Change 743351 had a related patch set uploaded (by Elukey; author: Elukey):

[operations/puppet@production] role::kafka::main: use fixed uid/gid in the codfw cluster

https://gerrit.wikimedia.org/r/743351

Change 743351 merged by Elukey:

[operations/puppet@production] role::kafka::main: use fixed uid/gid in the codfw cluster

https://gerrit.wikimedia.org/r/743351

Mentioned in SAL (#wikimedia-operations) [2021-12-06T09:09:01Z] <elukey> move kafka main codfw to fixed uid/gid for the kafka user (requires a stop/start of all daemons) - T296982

Change 743914 had a related patch set uploaded (by Btullis; author: Btullis):

[operations/puppet@production] Configure the kafka jumbo cluster to use a fixed uid/gid

https://gerrit.wikimedia.org/r/743914

odimitrijevic moved this task from Incoming to Ingest on the Data-Engineering board.

Change 752677 had a related patch set uploaded (by Herron; author: Herron):

[operations/puppet@production] kafka-logging: move to fixed UID/GID for kafka user

https://gerrit.wikimedia.org/r/752677

Change 752677 merged by Herron:

[operations/puppet@production] kafka-logging: move to fixed UID/GID for kafka user

https://gerrit.wikimedia.org/r/752677

elukey claimed this task.

Forgot a couple of things to do for a complete cleanup:

  1. We should move deployment-prep's clusters as well to the fixed uid/gid.
  2. The profile::kafka::broker::use_fixed_uid_gid hiera value should be removed from puppet (since we will switch to default true).

Mentioned in SAL (#wikimedia-releng) [2022-05-23T08:06:11Z] <elukey> move kafka logging in deployment-prep to fixed uid/gid - T296982

Mentioned in SAL (#wikimedia-releng) [2022-05-23T08:29:30Z] <elukey> move kafka main in deployment-prep to fixed uid/gid - T296982

Mentioned in SAL (#wikimedia-releng) [2022-05-23T08:37:55Z] <elukey> move kafka jumbo in deployment-prep to fixed uid/gid - T296982

The three kafka clusters in deployment-prep are using the new uid/gid, before turning the profile::kafka::broker::use_fixed_uid_gid option true by default I'll follow up with SRE to verify that no other cluster is left to move.

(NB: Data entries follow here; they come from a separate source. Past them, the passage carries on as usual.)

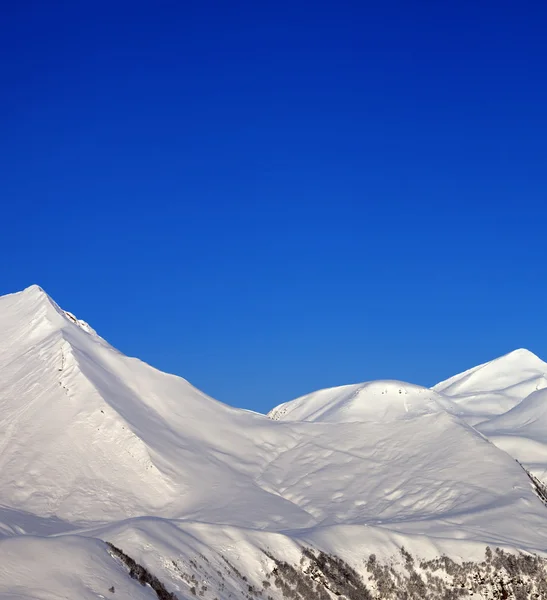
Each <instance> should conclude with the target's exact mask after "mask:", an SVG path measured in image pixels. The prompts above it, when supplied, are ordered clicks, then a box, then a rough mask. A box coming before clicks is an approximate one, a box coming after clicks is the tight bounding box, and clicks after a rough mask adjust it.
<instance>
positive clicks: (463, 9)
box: [0, 0, 547, 411]
mask: <svg viewBox="0 0 547 600" xmlns="http://www.w3.org/2000/svg"><path fill="white" fill-rule="evenodd" d="M1 10H2V13H1V18H0V56H1V57H2V58H1V63H0V81H1V93H0V119H1V122H0V131H1V134H0V163H1V175H0V197H1V213H0V256H1V260H0V293H1V294H3V293H8V292H12V291H17V290H20V289H22V288H24V287H26V286H28V285H30V284H31V283H38V284H39V285H41V286H42V287H43V288H44V289H45V290H46V291H47V292H48V293H49V294H50V295H51V296H52V297H53V298H54V299H55V300H56V301H57V302H58V303H59V304H60V305H61V306H63V307H64V308H66V309H67V310H70V311H72V312H74V313H76V314H77V316H79V317H80V318H83V319H85V320H87V321H88V322H90V323H91V325H92V326H94V327H95V328H96V329H97V330H98V331H99V333H100V334H101V335H103V336H104V337H106V338H107V339H108V340H109V341H110V342H111V343H112V344H113V345H115V346H117V347H118V348H119V349H120V350H122V351H123V352H125V353H127V354H131V355H136V356H138V357H140V358H142V359H144V360H146V361H147V362H150V363H151V364H153V365H154V366H156V367H158V368H161V369H163V370H167V371H170V372H173V373H177V374H179V375H182V376H184V377H186V378H187V379H189V380H190V381H191V382H192V383H194V384H195V385H197V386H198V387H200V388H201V389H203V390H204V391H206V392H207V393H209V394H211V395H213V396H215V397H216V398H218V399H220V400H223V401H225V402H228V403H231V404H234V405H237V406H242V407H247V408H252V409H255V410H259V411H265V410H268V409H269V408H271V407H272V406H273V405H275V404H277V403H279V402H282V401H285V400H288V399H290V398H292V397H295V396H298V395H300V394H303V393H306V392H309V391H311V390H314V389H317V388H320V387H325V386H331V385H337V384H344V383H352V382H356V381H363V380H367V379H375V378H398V379H403V380H408V381H412V382H415V383H420V384H425V385H430V384H434V383H435V382H437V381H438V380H441V379H443V378H446V377H448V376H450V375H452V374H454V373H456V372H458V371H461V370H463V369H465V368H468V367H470V366H473V365H474V364H477V363H479V362H482V361H485V360H489V359H491V358H493V357H495V356H497V355H500V354H503V353H505V352H508V351H510V350H513V349H515V348H517V347H521V346H524V347H528V348H529V349H530V350H532V351H534V352H536V353H537V354H539V355H540V356H542V357H543V358H547V321H546V316H547V315H546V304H545V302H546V297H547V245H546V237H547V236H546V230H547V227H546V223H547V206H546V200H547V75H546V73H547V70H546V69H547V67H546V65H547V44H546V42H545V31H546V27H547V5H546V4H545V2H539V1H538V2H530V3H517V2H503V1H502V2H484V1H481V0H476V1H474V2H471V1H463V2H462V1H458V2H433V1H429V2H421V1H412V2H411V1H408V0H407V1H406V2H393V1H392V2H374V3H371V2H355V1H354V2H351V3H346V2H328V3H321V2H316V3H311V2H310V3H308V2H306V3H303V2H298V1H293V2H275V3H263V2H250V1H249V2H237V1H236V2H208V1H206V0H205V1H196V2H135V1H133V2H121V1H116V0H113V1H110V2H108V3H106V2H102V1H99V2H93V3H89V2H85V3H84V2H81V1H79V0H76V1H74V2H62V3H61V2H55V1H52V2H37V1H35V2H26V3H20V2H13V3H11V6H7V5H6V3H4V5H3V6H2V9H1Z"/></svg>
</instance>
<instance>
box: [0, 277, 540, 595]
mask: <svg viewBox="0 0 547 600" xmlns="http://www.w3.org/2000/svg"><path fill="white" fill-rule="evenodd" d="M517 354H518V353H517ZM509 356H510V355H509ZM519 356H520V355H519ZM532 356H533V355H532ZM517 358H518V360H515V359H517ZM534 358H537V357H534ZM538 361H539V359H537V361H535V360H533V359H532V358H531V357H529V356H524V357H522V356H521V357H520V358H519V357H518V356H514V357H513V358H509V359H507V357H505V363H504V359H500V363H501V366H500V364H497V366H496V365H494V368H491V367H492V363H489V365H483V366H481V367H479V368H477V369H475V370H473V371H472V372H471V371H470V372H467V374H463V375H462V376H457V377H456V378H453V380H449V382H445V384H439V386H436V388H435V390H429V389H426V388H421V387H419V386H415V385H411V384H407V383H403V382H395V381H382V382H369V383H366V384H358V385H352V386H343V387H339V388H333V389H330V390H322V391H319V392H315V393H312V394H309V395H307V396H305V397H303V398H299V399H297V400H294V401H292V402H289V403H285V404H283V405H281V406H280V407H277V408H276V409H274V410H273V411H271V413H270V417H271V418H269V417H267V416H265V415H259V414H255V413H251V412H249V411H243V410H238V409H235V408H231V407H229V406H226V405H224V404H222V403H220V402H217V401H216V400H214V399H212V398H210V397H208V396H206V395H205V394H203V393H202V392H200V391H199V390H197V389H196V388H194V387H193V386H192V385H191V384H189V383H188V382H187V381H185V380H184V379H181V378H179V377H175V376H173V375H168V374H165V373H162V372H160V371H158V370H156V369H154V368H152V367H150V366H149V365H146V364H145V363H143V362H141V361H139V360H137V359H134V358H129V357H126V356H124V355H122V354H121V353H119V352H118V351H117V350H115V349H114V348H112V347H111V346H110V345H109V344H108V343H107V342H106V341H105V340H103V339H102V338H101V337H99V336H98V334H97V333H96V332H95V331H94V330H93V329H92V328H91V327H90V326H89V325H88V324H87V323H85V322H83V321H80V320H78V319H77V318H76V317H75V316H74V315H72V314H70V313H67V312H65V311H63V310H62V309H61V308H59V306H58V305H57V304H56V303H55V302H54V301H53V300H51V298H49V296H48V295H47V294H46V293H45V292H44V291H43V290H41V289H40V288H38V287H37V286H32V287H31V288H28V289H27V290H25V291H23V292H20V293H17V294H12V295H9V296H5V297H2V298H0V432H2V435H1V437H0V538H1V537H2V536H4V539H3V540H2V541H0V597H2V598H4V597H6V598H15V597H17V598H21V597H28V598H40V597H44V598H46V597H47V598H64V597H66V596H67V595H72V596H73V597H81V598H88V597H89V598H91V597H94V598H96V597H101V595H105V591H104V589H105V586H106V585H107V583H108V582H109V581H112V584H111V585H114V586H115V587H116V589H118V586H120V590H122V588H123V590H124V591H123V592H122V591H120V594H121V593H123V594H126V595H127V597H137V598H138V597H141V596H140V595H139V594H141V593H143V589H144V591H146V589H145V588H138V590H139V591H138V593H137V592H134V590H133V588H132V587H131V585H130V584H131V581H130V582H129V583H128V584H127V585H126V586H125V587H123V586H124V583H123V581H122V580H121V579H120V577H121V575H120V574H122V575H123V572H124V571H123V569H124V567H121V566H120V565H119V564H118V563H117V562H116V561H115V560H114V559H113V558H112V557H111V556H110V555H109V553H108V549H107V548H106V547H105V545H104V544H103V543H102V542H101V541H99V540H108V541H112V542H113V543H115V544H116V545H118V546H120V547H122V548H124V549H125V550H127V551H129V550H130V551H131V553H132V555H134V556H135V557H137V558H140V559H142V560H143V561H144V562H145V563H146V564H148V565H151V566H152V567H153V568H154V569H155V570H156V571H157V572H158V573H160V572H161V573H162V576H163V577H165V578H166V580H167V581H170V582H171V585H172V586H173V587H172V589H176V590H178V591H180V592H181V595H180V597H181V598H182V597H187V594H188V593H190V596H188V597H191V595H192V594H191V592H189V591H188V590H189V588H190V587H191V583H188V581H186V580H184V577H183V576H182V575H181V573H180V572H179V571H177V568H179V567H175V566H174V565H173V561H174V562H176V563H177V565H179V563H180V564H182V563H184V564H186V567H187V568H188V569H189V568H190V567H189V566H188V565H189V564H190V562H189V561H190V560H194V559H195V557H196V556H203V557H205V559H203V560H206V562H207V561H209V562H208V563H207V564H209V563H210V564H209V566H208V567H206V566H205V565H204V567H203V568H204V569H208V572H209V571H210V575H209V577H215V575H214V572H216V570H215V569H213V568H212V567H210V565H211V564H213V563H216V562H218V561H223V560H224V558H226V557H230V560H231V561H233V562H234V563H237V565H238V568H239V569H240V570H241V571H242V572H244V573H245V574H246V577H247V578H248V579H249V580H251V581H255V582H256V583H257V584H258V583H260V581H262V579H263V577H264V573H265V572H266V570H267V569H271V567H272V565H271V564H266V563H268V559H267V557H265V554H264V552H263V550H264V548H269V549H270V551H271V552H278V553H279V554H280V555H285V556H287V557H294V559H295V561H296V560H297V559H298V558H299V553H300V551H301V546H302V544H310V545H313V546H314V547H317V548H322V549H324V550H326V551H329V552H336V553H337V554H338V555H340V556H343V557H344V558H345V559H346V560H348V561H350V562H352V564H353V563H355V561H357V560H359V561H362V560H363V553H364V552H365V551H366V552H369V553H370V552H371V551H372V550H374V551H375V552H376V553H377V554H379V555H385V556H387V555H389V554H390V553H392V552H394V551H396V549H397V547H398V546H400V545H403V544H404V545H405V547H409V548H411V549H413V550H414V551H415V552H416V553H420V554H421V555H422V556H429V557H434V556H436V555H438V554H439V553H441V552H445V553H447V554H450V555H452V556H457V557H463V556H471V555H473V556H476V559H477V560H479V559H480V556H481V553H482V552H483V550H484V547H485V545H486V544H491V545H504V546H507V547H511V548H521V549H526V550H530V551H534V552H543V551H544V550H545V548H547V529H546V527H545V518H546V509H545V506H544V505H543V504H542V502H541V501H540V500H539V498H538V497H537V495H536V493H535V491H534V489H533V487H532V485H531V482H530V479H529V478H528V476H527V475H526V473H525V471H524V470H523V469H522V468H521V467H520V466H519V465H518V464H517V463H516V462H515V461H514V460H513V458H512V457H511V456H509V455H508V454H507V453H506V452H504V451H503V449H500V448H498V447H496V445H494V444H492V443H491V442H490V441H489V440H488V439H486V437H484V435H482V433H485V434H487V428H486V429H484V427H483V426H482V425H481V431H482V433H479V432H478V431H476V430H475V429H474V428H473V427H471V426H470V425H469V424H468V423H467V422H466V421H465V420H463V419H462V418H460V416H459V415H460V414H462V413H465V415H466V416H467V415H468V414H471V413H473V410H474V409H473V410H471V409H469V410H468V409H467V407H468V405H470V404H471V405H472V404H473V400H469V398H468V395H469V394H472V395H474V397H475V398H477V397H478V398H479V400H480V401H481V402H482V400H484V397H483V396H481V394H484V393H487V394H491V396H489V398H492V397H493V396H492V394H493V395H494V396H495V394H497V393H503V394H506V393H508V394H513V395H514V397H516V394H517V392H515V389H516V388H518V390H519V392H518V393H519V394H520V393H524V392H523V390H524V391H526V390H528V387H529V386H531V385H535V386H539V385H540V384H541V381H542V377H543V371H542V368H543V367H542V366H541V365H542V364H544V363H541V361H539V362H538ZM494 362H495V361H494ZM540 363H541V364H540ZM504 365H505V366H504ZM507 365H511V368H512V369H513V370H512V371H511V374H510V376H509V377H506V371H507V370H508V368H507ZM519 365H520V366H519ZM521 367H522V370H523V371H522V372H520V371H519V370H518V369H519V368H521ZM488 378H496V382H495V384H488V381H487V380H488ZM496 385H497V386H502V388H496V387H495V386H496ZM488 386H489V387H488ZM503 386H505V387H503ZM519 386H520V387H519ZM500 389H501V392H500ZM507 390H510V392H507ZM504 397H505V396H504ZM507 397H509V396H507ZM489 401H490V400H489ZM529 404H530V407H529V409H528V412H526V411H525V412H526V415H528V416H526V415H524V416H522V415H521V416H520V417H518V418H516V417H515V418H513V417H511V418H510V423H509V425H508V426H507V427H509V429H507V427H506V429H505V430H504V429H503V427H504V426H505V425H504V424H503V423H501V424H500V423H498V425H497V426H496V427H497V428H496V429H495V431H496V432H497V433H498V434H499V432H500V431H509V430H511V427H513V428H514V427H515V423H517V422H518V423H521V424H522V423H524V422H526V423H527V424H529V423H530V422H531V420H532V417H530V415H532V416H533V415H536V416H537V419H536V421H537V423H538V425H537V427H536V428H534V427H531V426H530V427H531V428H529V432H528V433H529V436H528V437H530V436H532V434H533V435H537V436H539V435H541V434H540V431H541V427H542V425H541V422H540V421H541V419H542V418H543V417H542V414H543V413H541V407H542V406H543V405H542V402H541V401H540V400H536V401H534V402H530V403H529ZM523 405H524V408H526V405H525V404H524V402H523ZM462 407H463V408H462ZM484 410H485V408H484V406H482V407H481V408H480V410H476V411H475V413H473V414H477V415H478V414H479V413H480V414H482V413H483V412H484ZM523 410H524V409H523ZM466 411H467V412H466ZM491 412H492V411H491ZM493 412H494V414H498V413H496V411H493ZM507 414H509V413H507ZM527 419H528V420H527ZM485 427H486V425H485ZM523 427H524V425H523ZM521 429H522V427H521ZM511 431H512V430H511ZM487 435H489V434H487ZM500 435H501V434H500ZM504 435H505V434H504ZM508 435H512V434H508ZM527 435H528V434H527ZM506 437H507V436H506ZM530 439H531V438H530ZM496 443H497V442H496ZM500 446H502V445H501V444H500ZM75 534H78V535H75ZM33 535H34V536H42V537H32V536H33ZM44 536H47V537H44ZM51 536H55V537H51ZM40 557H42V558H40ZM192 557H194V558H192ZM223 557H224V558H223ZM196 560H197V559H196ZM200 560H202V559H200ZM86 561H87V562H86ZM35 563H40V564H41V568H42V571H40V573H41V574H40V573H38V574H36V577H34V575H33V577H31V578H28V577H27V576H28V572H29V569H30V568H31V567H30V565H32V564H35ZM91 563H92V564H93V565H98V566H97V573H98V575H97V577H98V579H97V581H95V580H93V577H92V573H91V571H90V568H89V564H91ZM218 564H222V562H218ZM5 565H7V566H5ZM179 570H180V569H179ZM181 577H182V579H183V580H184V583H181ZM122 579H123V578H122ZM92 580H93V581H92ZM44 581H47V584H43V582H44ZM126 583H127V582H126ZM217 583H218V585H219V586H220V585H221V582H220V581H219V582H217ZM44 585H45V588H43V589H47V594H49V595H47V594H45V595H41V591H40V589H41V588H40V586H42V587H43V586H44ZM222 585H226V586H228V587H229V588H230V589H231V590H232V591H231V592H230V593H234V594H235V593H236V592H237V591H238V590H240V589H241V586H242V585H243V584H242V582H241V581H236V580H234V581H232V582H231V583H222ZM230 586H231V587H230ZM238 586H239V587H238ZM108 587H110V585H108ZM108 587H107V588H106V589H108ZM219 589H220V588H219ZM116 593H118V592H116ZM106 596H107V597H108V594H106ZM143 597H145V596H143ZM146 597H150V595H148V596H146Z"/></svg>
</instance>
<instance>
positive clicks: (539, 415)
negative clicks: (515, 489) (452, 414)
mask: <svg viewBox="0 0 547 600" xmlns="http://www.w3.org/2000/svg"><path fill="white" fill-rule="evenodd" d="M476 428H477V429H478V430H479V431H480V432H481V433H483V434H484V435H486V436H488V439H490V440H491V441H492V442H493V443H494V444H496V446H498V447H499V448H502V449H503V450H505V451H506V452H508V453H509V454H510V455H511V456H514V457H515V458H516V459H517V460H519V461H520V462H521V463H523V464H524V465H525V466H526V468H527V469H528V470H529V471H531V472H532V473H533V474H534V475H535V476H536V477H538V478H539V479H540V480H542V481H544V482H547V435H546V434H547V389H541V390H538V391H536V392H532V393H531V394H530V395H529V396H527V397H526V398H525V399H524V400H523V401H522V402H521V403H520V404H517V406H515V407H514V408H512V409H511V410H509V411H507V412H506V413H504V414H502V415H499V416H497V417H493V418H492V419H489V420H487V421H483V422H482V423H479V424H478V425H476Z"/></svg>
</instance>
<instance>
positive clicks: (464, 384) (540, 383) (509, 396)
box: [433, 349, 547, 425]
mask: <svg viewBox="0 0 547 600" xmlns="http://www.w3.org/2000/svg"><path fill="white" fill-rule="evenodd" d="M546 387H547V363H545V362H543V361H542V360H541V359H540V358H538V357H537V356H536V355H535V354H533V353H532V352H530V351H529V350H524V349H520V350H515V351H514V352H510V353H509V354H506V355H505V356H501V357H500V358H497V359H495V360H492V361H490V362H487V363H484V364H482V365H479V366H478V367H474V368H473V369H469V370H468V371H465V372H464V373H460V374H459V375H455V376H454V377H451V378H450V379H447V380H446V381H443V382H441V383H438V384H437V385H436V386H434V387H433V389H434V390H435V391H437V392H439V393H442V394H443V395H444V396H448V397H450V398H451V400H452V401H453V402H454V403H455V404H456V405H457V407H458V412H459V414H460V415H461V416H462V417H464V418H465V419H466V420H467V422H468V423H471V424H473V425H474V424H476V423H479V422H481V421H484V420H486V419H489V418H492V417H493V416H496V415H501V414H503V413H505V412H507V411H508V410H510V409H512V408H513V407H514V406H516V405H517V404H518V403H519V402H520V401H521V400H523V399H524V398H526V396H528V395H529V394H531V393H532V392H534V391H536V390H540V389H543V388H546Z"/></svg>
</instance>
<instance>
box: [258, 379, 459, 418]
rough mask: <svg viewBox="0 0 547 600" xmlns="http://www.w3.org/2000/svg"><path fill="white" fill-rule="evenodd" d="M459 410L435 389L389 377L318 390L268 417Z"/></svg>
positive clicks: (383, 413) (450, 411) (353, 414)
mask: <svg viewBox="0 0 547 600" xmlns="http://www.w3.org/2000/svg"><path fill="white" fill-rule="evenodd" d="M456 411H457V408H456V407H455V406H454V405H453V403H452V402H451V401H450V400H448V399H447V398H444V397H443V396H442V395H441V394H437V393H436V392H435V391H433V390H430V389H428V388H423V387H420V386H417V385H413V384H410V383H404V382H402V381H387V380H386V381H369V382H366V383H360V384H354V385H345V386H341V387H335V388H327V389H324V390H319V391H317V392H313V393H311V394H307V395H306V396H302V397H301V398H297V399H296V400H292V401H291V402H286V403H285V404H281V405H280V406H278V407H276V408H274V409H273V410H271V411H270V412H269V413H268V416H269V417H270V418H272V419H274V420H275V421H278V420H284V421H321V422H328V423H345V422H364V421H381V422H386V421H394V420H397V419H410V418H413V417H417V416H420V415H427V414H435V413H439V412H452V413H454V412H456Z"/></svg>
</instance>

Change 797127 had a related patch set uploaded (by Elukey; author: Elukey):

[operations/puppet@production] Set fixed uid/gid for kafka by default

https://gerrit.wikimedia.org/r/797127

Change 797127 merged by Elukey:

[operations/puppet@production] Set fixed uid/gid for kafka by default

https://gerrit.wikimedia.org/r/797127

Change is rolled out everywhere, and now we have sane defaults in profile::kafka::broker.